Abstract:
In natural language processing, named entity recognition (NER) is the issue of figuring out
and arrange named elements referenced in unstructured content into pre-characterized
classifications. To compare, evaluate and develop a NER system, we need standard and
high-quality benchmark resources. But unfortunately, corpora in a huge amount are
available for many other languages but not for the Urdu language. Even though Urdu is a
rich language in all aspects and has more than 300 million speakers all over the world. As
state-of-the-art sequence labeling systems are heavily based on large amounts of domain specific knowledge and hand-crafted feature for efficient learning from small data. When
the dataset is in a large amount and high quality then the Named Entity Recognition (NER)

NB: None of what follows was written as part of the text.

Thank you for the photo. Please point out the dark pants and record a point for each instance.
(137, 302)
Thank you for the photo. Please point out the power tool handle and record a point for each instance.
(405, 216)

task can be solved in a better way and provides better results on a large amount of labeled
data, but the availability of labeled data in most of the languages is limited for training
purpose. One way is there are scarcely any limitations on identifiable words. Hence,
concluded the little amount of exampled data is troublesome. Subsequently, deliberately
built orthographic features and language-explicit information assets (e.g., gazetteers) are
broadly utilized for understanding this undertaking. Tragically, for new languages and new
domains, the task of identifying explicit language sources and feature extraction is mainly
an expensive process. As a result, it makes efficient NER system development adaptation
a challenge. Another way to makes an efficient NER system is the use of deep neural
network models that have achieved highest performance in the domain of natural language
processing (NLP). However, this performance highly depends on the availability of huge
amount of annotated data. The other way to get a better generalization from a small amount
of data is to deploy semi-supervised models that performs on small set of annotated
examples and a large set of unannotated data. Due to limited annotated data for many
Natural Language Processing (NLP) problems like NER for the Urdu language, we will
solve the NER problem using deep neural algorithms.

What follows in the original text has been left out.